We had two intense days during which we wanted to address issues that perhaps trouble all of us. We understand our responsibility and see how quickly the world is changing
in this regard. While four years ago we could still deny reality which might have been more comfortable for some, today we know that we cannot do that. We attempted
to incorporate certain elements of situational development analysis from the perspective of new technologies into this program, delve into a few very specific examples, and also raise some methodical, or perhaps even more than methodical, reflections discuss some very concrete examples, as well as prompt some methodological, or more than methodological, reflection. A reflection on a certain philosophy of the development of this memory, which we consider as a commitment that is in our hands.

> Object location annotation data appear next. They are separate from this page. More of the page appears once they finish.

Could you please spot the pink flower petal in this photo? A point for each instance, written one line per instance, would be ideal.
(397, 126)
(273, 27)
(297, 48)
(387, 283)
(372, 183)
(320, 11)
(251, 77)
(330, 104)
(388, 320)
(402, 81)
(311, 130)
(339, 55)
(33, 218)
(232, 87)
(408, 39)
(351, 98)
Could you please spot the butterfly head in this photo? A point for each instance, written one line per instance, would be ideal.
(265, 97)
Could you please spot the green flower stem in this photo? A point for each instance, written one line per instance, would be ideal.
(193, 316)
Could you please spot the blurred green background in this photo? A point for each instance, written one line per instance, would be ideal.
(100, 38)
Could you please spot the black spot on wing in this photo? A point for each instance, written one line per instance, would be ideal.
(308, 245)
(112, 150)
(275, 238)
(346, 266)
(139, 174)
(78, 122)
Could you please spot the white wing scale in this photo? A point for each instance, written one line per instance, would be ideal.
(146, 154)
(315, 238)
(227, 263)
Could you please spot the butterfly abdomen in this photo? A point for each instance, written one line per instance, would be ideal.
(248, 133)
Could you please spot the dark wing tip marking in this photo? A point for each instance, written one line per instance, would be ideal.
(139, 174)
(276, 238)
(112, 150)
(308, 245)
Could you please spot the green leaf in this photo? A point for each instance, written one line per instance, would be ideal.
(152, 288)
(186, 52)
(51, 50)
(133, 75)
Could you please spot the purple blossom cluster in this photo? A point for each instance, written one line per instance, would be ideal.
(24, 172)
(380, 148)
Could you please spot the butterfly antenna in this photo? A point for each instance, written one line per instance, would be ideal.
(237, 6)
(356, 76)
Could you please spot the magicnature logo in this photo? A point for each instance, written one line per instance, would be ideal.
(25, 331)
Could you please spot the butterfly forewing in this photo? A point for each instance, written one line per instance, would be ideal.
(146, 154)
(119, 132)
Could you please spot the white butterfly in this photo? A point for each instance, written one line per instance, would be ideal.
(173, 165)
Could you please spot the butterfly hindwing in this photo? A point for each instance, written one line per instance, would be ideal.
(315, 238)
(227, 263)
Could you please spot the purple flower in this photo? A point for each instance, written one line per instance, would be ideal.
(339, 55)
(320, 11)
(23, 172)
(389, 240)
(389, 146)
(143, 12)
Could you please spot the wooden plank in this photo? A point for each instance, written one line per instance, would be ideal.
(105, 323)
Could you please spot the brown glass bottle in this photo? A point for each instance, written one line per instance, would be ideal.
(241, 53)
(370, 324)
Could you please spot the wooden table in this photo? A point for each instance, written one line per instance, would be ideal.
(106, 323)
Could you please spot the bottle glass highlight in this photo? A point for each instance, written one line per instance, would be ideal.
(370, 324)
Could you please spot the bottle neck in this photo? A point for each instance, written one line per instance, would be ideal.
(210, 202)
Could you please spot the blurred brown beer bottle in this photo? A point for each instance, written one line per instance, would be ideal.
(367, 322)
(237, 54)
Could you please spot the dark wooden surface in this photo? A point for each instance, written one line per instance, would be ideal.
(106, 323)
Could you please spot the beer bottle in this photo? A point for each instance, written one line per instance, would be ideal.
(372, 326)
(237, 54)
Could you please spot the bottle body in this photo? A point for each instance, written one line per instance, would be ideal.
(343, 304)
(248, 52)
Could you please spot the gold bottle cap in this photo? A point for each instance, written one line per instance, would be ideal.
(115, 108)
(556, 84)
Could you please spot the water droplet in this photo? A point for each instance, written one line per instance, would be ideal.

This is all a very challenging and highly responsible task. Challenging because we live
in the present time, and technological acceleration does not make it easier for us
to analyze long-term trends or observations, such as what has worked and what has not over the past decade, simply because the things that existed a decade ago no longer exist. Now, there are new things. It does not make sense to scrutinize, you have to act a bit more intuitively or analytically. This is not easy, especially in museums that like to think about themselves in a long-term perspective.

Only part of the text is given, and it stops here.